The Molecular Mechanism of Fludioxonil Action Is Different to Osmotic Stress Sensing

Abstract

The group III two-component hybrid histidine kinase MoHik1p in the filamentous fungus Magnaporthe oryzae is known to be a sensor for external osmotic stress and essential for the fungicidal activity of the phenylpyrrole fludioxonil. The mode of action of fludioxonil has not yet been completely clarified but rather assumed to hyperactivate the high osmolarity glycerol (HOG) signaling pathway. To date, not much is known about the detailed molecular mechanism of how osmotic stress is detected or fungicidal activity is initiated within the HOG pathway. The molecular mechanism of signaling was studied using a mutant strain in which the HisKA signaling domain was modified by an amino acid change of histidine H736 to alanine A736. We found that MoHik1p^H736A is as resistant to fludioxonil but not as sensitive to osmotic stress as the null mutant ∆Mohik1. H736 is required for fludioxonil action but is not essential for sensing sorbitol stress. Consequently, this report provides evidence of the difference in the molecular mechanism of fludioxonil action and the perception of osmotic stress. This is an excellent basis to understand the successful phenylpyrrole-fungicides' mode of action better and will give new ideas to decipher cellular signaling mechanisms.

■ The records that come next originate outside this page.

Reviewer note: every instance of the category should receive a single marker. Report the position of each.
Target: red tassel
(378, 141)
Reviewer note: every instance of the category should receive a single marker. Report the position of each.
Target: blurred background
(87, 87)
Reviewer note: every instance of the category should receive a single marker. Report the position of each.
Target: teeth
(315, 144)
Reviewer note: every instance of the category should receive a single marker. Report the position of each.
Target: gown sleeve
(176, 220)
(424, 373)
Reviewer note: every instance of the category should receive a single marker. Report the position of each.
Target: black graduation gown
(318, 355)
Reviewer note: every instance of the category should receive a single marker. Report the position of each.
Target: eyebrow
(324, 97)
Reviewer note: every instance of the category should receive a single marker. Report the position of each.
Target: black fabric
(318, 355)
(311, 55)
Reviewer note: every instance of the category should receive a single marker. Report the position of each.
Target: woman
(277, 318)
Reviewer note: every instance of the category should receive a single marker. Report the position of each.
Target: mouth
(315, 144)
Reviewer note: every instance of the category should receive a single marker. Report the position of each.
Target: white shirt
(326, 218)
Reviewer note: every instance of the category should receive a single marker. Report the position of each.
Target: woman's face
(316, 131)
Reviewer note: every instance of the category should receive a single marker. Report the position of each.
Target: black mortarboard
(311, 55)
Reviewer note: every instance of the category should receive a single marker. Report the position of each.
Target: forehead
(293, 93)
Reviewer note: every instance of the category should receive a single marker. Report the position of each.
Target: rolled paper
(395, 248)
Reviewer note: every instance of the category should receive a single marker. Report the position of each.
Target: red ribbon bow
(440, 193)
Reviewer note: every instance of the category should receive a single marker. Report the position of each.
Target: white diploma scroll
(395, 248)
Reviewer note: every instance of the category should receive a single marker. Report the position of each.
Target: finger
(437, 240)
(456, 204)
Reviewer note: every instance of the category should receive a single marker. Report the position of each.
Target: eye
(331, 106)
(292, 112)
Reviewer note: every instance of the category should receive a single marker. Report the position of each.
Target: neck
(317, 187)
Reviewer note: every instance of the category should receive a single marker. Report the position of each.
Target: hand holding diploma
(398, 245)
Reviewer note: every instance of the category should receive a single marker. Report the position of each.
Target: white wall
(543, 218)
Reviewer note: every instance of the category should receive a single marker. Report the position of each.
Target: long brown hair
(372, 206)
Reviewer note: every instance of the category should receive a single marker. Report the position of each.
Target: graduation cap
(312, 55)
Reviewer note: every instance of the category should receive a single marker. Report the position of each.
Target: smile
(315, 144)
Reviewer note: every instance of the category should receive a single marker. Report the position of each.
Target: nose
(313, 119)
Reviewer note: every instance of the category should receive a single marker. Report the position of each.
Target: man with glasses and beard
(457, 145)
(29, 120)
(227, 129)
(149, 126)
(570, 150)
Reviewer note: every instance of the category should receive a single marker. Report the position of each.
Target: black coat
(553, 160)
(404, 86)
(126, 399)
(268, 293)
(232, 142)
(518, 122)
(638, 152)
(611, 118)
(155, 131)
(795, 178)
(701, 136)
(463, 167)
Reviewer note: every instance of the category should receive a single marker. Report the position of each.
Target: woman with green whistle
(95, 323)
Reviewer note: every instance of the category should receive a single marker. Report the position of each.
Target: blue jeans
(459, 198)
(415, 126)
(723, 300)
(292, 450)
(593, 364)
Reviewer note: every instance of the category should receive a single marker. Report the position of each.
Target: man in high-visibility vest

Keywords: HIK1; Magnaporthe oryzae; MoHIK1; fludioxonil; fungicide; high osmolarity glycerol (HOG) pathway; histidine kinase; mode of action; phenylpyrrole; signal transduction.

Figure 1

(A) Comparison of a protein sequence from the HisKA domain of the group III HK in different fungi. The putative histidine phosphotransfer sites are highlighted in blue. The differences between the sequences are highlighted in red. (B) Schematic illustration of the amino acid exchange from histidine (blue) to alanine (yellow).

Figure 2

(A) Vegetative growth of Magnaporthe oryzae wild-type strain (MoWT), the loss-of-function mutant ∆Mohik1 and the MoHik1p^H736A mutant under fludioxonil stress. Mycelium growth was measured on MM supplemented with different concentrations of the fungicide fludioxonil. The experiment was conducted for 7 days at 26 °C. (B) Pictures of the cultures grown for 7 days on MM + 20 µg/mL.

Figure 3

(A) Vegetative growth of MoWT, the loss-of-function mutant ∆Mohik1 and the MoHik1p^H736A mutant under osmotic stress. The growth was measured on complete media (CM) and minimal media (MM) supplemented with different concentrations of sorbitol. The incubation time was 7 days at 26 °C. (B) Pictures of the cultures grown for 7 days on CM + 1.2 M sorbitol.